Japanese IT giant NEC has launched a family of high performance computing products based on its Vector Engine co-processor.
Vector Engine is a PCIe card designed to offer maximum performance when carrying out calculations that contain vectors, unlike traditional (or ‘scalar’) CPUs that are primarily designed operate on integers or floating point numbers.
The new SX-Aurora Tsubasa hardware family integrates Vector Engine cards as part of desktop towers, rack servers and all-in-one supercomputer nodes, designed to be used in scientific research and engineering.
Vectors for all
Although most modern CPUs feature some form of vector processing, specialized silicon can offer superior performance when dealing with particularly large and complex datasets.
The SX-Aurora Tsubasa (Japanese for ‘wing’) product family aims to simplify access to vector processing, originally commercialized by supercomputer specialist Cray in the 1970s.
Tsubasa offers the same hardware architecture and software environment across all products – from desktop towers with a single Vector Engine to several models of rack-based servers, featuring between two and eight VEs, to supercomputer nodes with 64 VEs, capable of delivering 156 TFlops of compute performance and 76.8TByte/s of memory bandwidth.
“The new product addresses the needs of scalar computational capability while still providing the efficiency of a vector architecture. This is accomplished through a tightly integrated complete vector system in the form of a Vector Engine Card,” said Kimihiko Fukuda, executive vice president of NEC Corporation.

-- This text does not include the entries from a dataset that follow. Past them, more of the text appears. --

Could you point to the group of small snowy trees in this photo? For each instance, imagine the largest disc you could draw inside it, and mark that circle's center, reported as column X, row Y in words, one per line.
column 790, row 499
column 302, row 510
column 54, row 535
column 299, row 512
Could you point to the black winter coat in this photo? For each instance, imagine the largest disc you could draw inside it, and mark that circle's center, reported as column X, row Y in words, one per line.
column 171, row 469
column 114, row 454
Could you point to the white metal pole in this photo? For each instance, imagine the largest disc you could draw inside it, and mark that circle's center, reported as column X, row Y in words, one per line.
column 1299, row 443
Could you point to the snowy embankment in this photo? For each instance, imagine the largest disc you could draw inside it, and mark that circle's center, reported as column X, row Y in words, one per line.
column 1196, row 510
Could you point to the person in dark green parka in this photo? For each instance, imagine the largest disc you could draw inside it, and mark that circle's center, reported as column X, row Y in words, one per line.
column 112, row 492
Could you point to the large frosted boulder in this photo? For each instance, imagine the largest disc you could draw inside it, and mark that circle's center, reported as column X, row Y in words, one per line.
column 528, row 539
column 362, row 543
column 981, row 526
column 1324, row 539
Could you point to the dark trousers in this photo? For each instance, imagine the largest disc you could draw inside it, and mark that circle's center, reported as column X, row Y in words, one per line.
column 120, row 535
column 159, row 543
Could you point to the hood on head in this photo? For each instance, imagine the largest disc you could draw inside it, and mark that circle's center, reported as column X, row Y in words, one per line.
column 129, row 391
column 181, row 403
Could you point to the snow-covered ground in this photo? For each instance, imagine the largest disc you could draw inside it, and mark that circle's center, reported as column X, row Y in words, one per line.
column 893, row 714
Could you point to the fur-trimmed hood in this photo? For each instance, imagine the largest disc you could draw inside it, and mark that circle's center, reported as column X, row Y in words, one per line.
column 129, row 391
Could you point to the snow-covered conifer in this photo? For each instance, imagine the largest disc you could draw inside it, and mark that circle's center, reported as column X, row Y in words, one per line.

“We provide a comprehensive range of products to address widely diversified needs, from a deskside tower for the individual scientist, to a high-end system for large computer centers. Compared to NEC’s previous generation platform, the SX-Aurora TSUBASA is highly power efficient and compact, providing five times the performance per Watt, and ten times the performance per square meter of floor space.”
The entire Tsubasa range will be demonstrated at the Scientific Computing 2017 conference, taking place in Denver in November.